Из России доходили обезображенные передачей из уст в уста, страшные вести: поволжский голод 1921 года, антоновщина… Уже в конце лета, в сентябре, я узнал о смерти Александра Блока.
Однажды, в первый раз после моего отъезда из Финляндии, из последних сил преодолевая отупение, я попытался написать стихи:
Я смотрю равнодушно окрест,Надышаться не смею простором:Нет, не реет Андреевский крест,Голубой, над лазурным Босфором…
На минуту мне почудилось, что вот-вот сейчас проснется давно знакомая голубиная музыка, та самая, которую я слышал на Черной речке, — но вокруг все молчало, лениво струился пустынный Босфор, и я вдруг с необыкновенной ясностью почувствовал ложный пафос моего мертвого патриотизма: кому теперь нужен Андреевский крест, — нет русского флота, нет русской армии, нет и самой России. Нужны были годы для того, чтобы я понял, что умерла не Россия, а та фантастическая, нереальная страна, которую создало мое воображение.
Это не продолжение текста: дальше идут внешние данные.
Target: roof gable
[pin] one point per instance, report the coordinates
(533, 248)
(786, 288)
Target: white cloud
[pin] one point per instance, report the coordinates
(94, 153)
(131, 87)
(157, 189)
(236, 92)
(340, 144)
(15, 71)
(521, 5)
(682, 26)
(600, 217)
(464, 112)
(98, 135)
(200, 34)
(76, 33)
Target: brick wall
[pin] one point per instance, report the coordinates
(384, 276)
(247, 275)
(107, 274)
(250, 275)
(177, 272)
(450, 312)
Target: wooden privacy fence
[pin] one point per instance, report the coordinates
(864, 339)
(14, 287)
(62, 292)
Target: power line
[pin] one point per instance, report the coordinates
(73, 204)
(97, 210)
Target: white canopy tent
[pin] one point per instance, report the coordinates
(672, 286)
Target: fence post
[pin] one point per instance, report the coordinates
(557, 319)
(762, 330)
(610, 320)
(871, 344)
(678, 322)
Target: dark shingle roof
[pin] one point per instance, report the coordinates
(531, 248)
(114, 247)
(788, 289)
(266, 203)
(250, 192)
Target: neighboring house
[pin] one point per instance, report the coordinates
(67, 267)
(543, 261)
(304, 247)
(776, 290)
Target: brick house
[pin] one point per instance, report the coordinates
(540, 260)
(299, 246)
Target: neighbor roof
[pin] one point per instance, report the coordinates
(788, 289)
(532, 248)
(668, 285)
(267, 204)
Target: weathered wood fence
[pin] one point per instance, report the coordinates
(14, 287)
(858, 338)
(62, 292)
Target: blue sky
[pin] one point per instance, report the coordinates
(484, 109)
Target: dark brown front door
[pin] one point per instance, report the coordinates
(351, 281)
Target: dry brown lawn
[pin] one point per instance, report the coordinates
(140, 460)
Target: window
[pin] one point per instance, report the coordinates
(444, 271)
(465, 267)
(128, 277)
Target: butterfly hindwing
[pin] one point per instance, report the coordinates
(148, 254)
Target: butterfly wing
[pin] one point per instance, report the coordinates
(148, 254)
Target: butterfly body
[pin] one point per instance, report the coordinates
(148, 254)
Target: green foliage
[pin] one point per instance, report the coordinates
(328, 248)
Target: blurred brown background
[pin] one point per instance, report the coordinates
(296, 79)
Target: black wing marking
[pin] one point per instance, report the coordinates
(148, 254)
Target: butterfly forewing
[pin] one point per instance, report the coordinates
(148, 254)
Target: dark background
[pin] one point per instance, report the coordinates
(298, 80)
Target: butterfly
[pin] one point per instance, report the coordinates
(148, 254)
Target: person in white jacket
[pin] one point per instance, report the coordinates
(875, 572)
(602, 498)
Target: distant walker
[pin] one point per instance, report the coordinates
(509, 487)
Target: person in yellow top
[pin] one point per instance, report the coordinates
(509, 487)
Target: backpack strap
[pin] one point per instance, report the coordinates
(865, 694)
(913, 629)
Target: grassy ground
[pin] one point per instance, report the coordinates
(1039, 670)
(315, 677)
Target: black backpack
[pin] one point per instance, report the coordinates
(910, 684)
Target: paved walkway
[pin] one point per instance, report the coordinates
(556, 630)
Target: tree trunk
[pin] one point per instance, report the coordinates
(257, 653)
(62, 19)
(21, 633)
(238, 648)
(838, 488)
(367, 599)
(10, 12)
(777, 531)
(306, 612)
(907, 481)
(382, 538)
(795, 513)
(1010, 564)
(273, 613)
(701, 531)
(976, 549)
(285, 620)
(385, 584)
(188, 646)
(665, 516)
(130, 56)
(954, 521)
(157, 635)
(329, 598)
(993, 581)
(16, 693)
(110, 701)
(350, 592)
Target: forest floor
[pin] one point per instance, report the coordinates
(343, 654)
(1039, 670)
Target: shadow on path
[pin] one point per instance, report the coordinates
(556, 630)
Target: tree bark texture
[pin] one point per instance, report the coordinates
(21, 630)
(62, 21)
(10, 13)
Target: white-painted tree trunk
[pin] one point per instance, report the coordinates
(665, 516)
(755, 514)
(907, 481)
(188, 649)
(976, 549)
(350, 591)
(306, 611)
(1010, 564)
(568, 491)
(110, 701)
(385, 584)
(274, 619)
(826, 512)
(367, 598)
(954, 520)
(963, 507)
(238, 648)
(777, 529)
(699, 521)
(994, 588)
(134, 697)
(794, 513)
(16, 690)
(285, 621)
Темным, безлунным вечером я вышел из казармы. Душная темнота обступила меня со всех сторон. Издалека, оттуда, где медленно струился невидимый Босфор, до меня донеслось:
Эх, Кубань, ты наша родина,Вековой наш богатырь…
Я понял, что все кончено бесповоротно, что все даром — и смерть Феди, и наше безумное предприятие, и наша любовь.
Эх, Кубань…
ВОЗВРАЩЕНИЕ В ЖИЗНЬ
1
После засушливого, мертвого лета 1921 года на выгоревшие, желто-коричневые берега Босфора с Черного моря, с севера, налетели осенние ветры. Но и они не принесли дождей: по холодному небу пролетали разорванные клочья облаков, в своей упрямой спешке на юг цеплявшиеся друг за друга лохматыми щупальцами, и по безжизненной земле неслись темно-синие пятна теней, легко взбегая на прибрежные холмы и стремительно спускаясь в провалы долины.